Nei panni del galeotto, la barba ispida e incolta, la testa rasata, non era che l'ombra irriconoscibile del dandy impettito e impeccabile che aveva avuto Londra ai suoi piedi, esaltato dei critici, incensato dal pubblico, disputato dalla fine fleur londinese.

Un giorno la moglie andò a trovarlo e lui, appena la vide, scoppiò a piangere e sottovoce la supplicò: Perdonami. Gli occhi di Constance s'inumidirono e Oscar, con un filo di voce, le sussurrò: Non sono degno delle tue lacrime. Mi rendo conto del male che ho fatto a te e ai bambini. Ma non è stata solo colpa mia. È stato Douglas che mi ha rovinato.

Non era vero. Entrambi avevano ceduto agli istinti, alle lusinghe della carne, godendo e dannandosi. Ma questo la moglie voleva sentirsi dire.

Constance considerava il giovane Douglas un debosciato senza scrupoli, quale certamente era, e anche un ingrato irresponsabile che aveva preferito fuggire all'estero piuttosto che difendere in patria la propria onorabilità e quella di Oscar.
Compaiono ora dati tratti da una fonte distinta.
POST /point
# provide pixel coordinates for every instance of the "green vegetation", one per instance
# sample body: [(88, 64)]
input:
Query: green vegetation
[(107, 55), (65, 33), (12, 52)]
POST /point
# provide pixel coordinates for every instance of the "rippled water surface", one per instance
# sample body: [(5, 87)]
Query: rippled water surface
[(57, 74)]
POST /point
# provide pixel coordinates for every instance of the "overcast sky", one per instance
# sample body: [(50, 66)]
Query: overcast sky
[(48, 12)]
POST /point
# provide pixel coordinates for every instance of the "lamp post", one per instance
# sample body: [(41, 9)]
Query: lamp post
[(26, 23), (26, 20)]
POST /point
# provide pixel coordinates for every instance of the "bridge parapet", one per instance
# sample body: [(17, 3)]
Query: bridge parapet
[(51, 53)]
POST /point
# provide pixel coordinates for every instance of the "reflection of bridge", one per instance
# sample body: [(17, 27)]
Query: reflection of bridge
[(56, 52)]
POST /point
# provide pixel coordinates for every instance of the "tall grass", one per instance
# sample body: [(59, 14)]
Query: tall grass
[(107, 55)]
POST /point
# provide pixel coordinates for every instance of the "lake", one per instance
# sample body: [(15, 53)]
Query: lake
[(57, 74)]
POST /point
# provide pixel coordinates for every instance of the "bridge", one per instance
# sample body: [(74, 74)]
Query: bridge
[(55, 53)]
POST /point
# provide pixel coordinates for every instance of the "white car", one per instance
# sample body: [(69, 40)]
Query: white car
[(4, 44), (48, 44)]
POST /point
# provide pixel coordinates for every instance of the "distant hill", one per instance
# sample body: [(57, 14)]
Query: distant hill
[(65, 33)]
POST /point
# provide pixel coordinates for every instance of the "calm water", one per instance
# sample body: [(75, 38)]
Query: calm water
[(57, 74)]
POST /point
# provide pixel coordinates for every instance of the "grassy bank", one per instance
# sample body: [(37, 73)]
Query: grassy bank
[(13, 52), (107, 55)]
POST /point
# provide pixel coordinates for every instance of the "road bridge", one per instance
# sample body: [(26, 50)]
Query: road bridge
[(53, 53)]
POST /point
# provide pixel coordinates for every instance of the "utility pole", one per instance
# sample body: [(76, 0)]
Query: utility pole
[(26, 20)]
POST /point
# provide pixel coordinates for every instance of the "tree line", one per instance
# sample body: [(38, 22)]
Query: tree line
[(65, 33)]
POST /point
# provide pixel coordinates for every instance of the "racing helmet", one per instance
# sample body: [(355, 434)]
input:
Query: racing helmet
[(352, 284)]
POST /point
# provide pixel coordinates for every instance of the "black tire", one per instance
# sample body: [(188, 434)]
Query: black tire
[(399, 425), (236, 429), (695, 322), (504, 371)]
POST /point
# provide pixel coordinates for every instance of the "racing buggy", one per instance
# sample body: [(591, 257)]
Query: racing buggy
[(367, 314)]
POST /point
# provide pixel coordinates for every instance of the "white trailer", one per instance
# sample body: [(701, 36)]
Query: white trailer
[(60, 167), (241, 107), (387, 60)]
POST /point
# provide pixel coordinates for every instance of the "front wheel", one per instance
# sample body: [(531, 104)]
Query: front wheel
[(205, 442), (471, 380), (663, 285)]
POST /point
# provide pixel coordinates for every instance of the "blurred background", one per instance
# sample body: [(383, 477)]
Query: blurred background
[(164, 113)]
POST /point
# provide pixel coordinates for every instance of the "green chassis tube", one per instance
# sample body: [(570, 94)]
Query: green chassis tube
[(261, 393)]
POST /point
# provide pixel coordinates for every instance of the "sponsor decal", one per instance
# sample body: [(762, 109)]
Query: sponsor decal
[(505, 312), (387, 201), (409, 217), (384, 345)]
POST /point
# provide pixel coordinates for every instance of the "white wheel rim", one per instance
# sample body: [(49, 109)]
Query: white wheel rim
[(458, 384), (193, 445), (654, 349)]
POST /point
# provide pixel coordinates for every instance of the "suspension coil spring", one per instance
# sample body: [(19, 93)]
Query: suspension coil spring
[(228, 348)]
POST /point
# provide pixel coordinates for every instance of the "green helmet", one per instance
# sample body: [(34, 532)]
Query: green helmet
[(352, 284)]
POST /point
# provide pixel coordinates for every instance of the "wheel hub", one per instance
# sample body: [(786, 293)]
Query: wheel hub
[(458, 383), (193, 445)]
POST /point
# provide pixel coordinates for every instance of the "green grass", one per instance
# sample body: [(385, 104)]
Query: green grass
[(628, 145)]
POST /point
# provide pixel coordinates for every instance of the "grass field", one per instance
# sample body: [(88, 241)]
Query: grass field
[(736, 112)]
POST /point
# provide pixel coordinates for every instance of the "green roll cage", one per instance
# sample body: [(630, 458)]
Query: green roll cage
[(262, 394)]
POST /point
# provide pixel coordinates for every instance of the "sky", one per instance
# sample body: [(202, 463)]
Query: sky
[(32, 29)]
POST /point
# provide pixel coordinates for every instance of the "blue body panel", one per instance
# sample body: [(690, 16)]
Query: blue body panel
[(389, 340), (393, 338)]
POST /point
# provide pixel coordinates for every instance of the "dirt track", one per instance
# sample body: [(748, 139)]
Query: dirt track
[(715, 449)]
Cosa non facile ché le accuse mosse a lui e al maturo amante erano fondate. Ma solo Wilde stava pagando.

A salvarlo dal tartaro della disperazione e verosimilmente dalla pazzia abbiamo visto la ricerca della fede, favorita, oltre che dalla lettura di Pascal, da quella del Vangelo, dalla Storia dei papi di Ranke, della vita di Gesù di Ernest Renan e della dantesca Divina Commedia.

L'anelito di trascendenza, il bisogno del soprannaturale, il rovello interiore porteranno Wilde a quella conversione che gli renderà meno atroce, tornato in libertà, il calvario dentro e fuori dal carcere.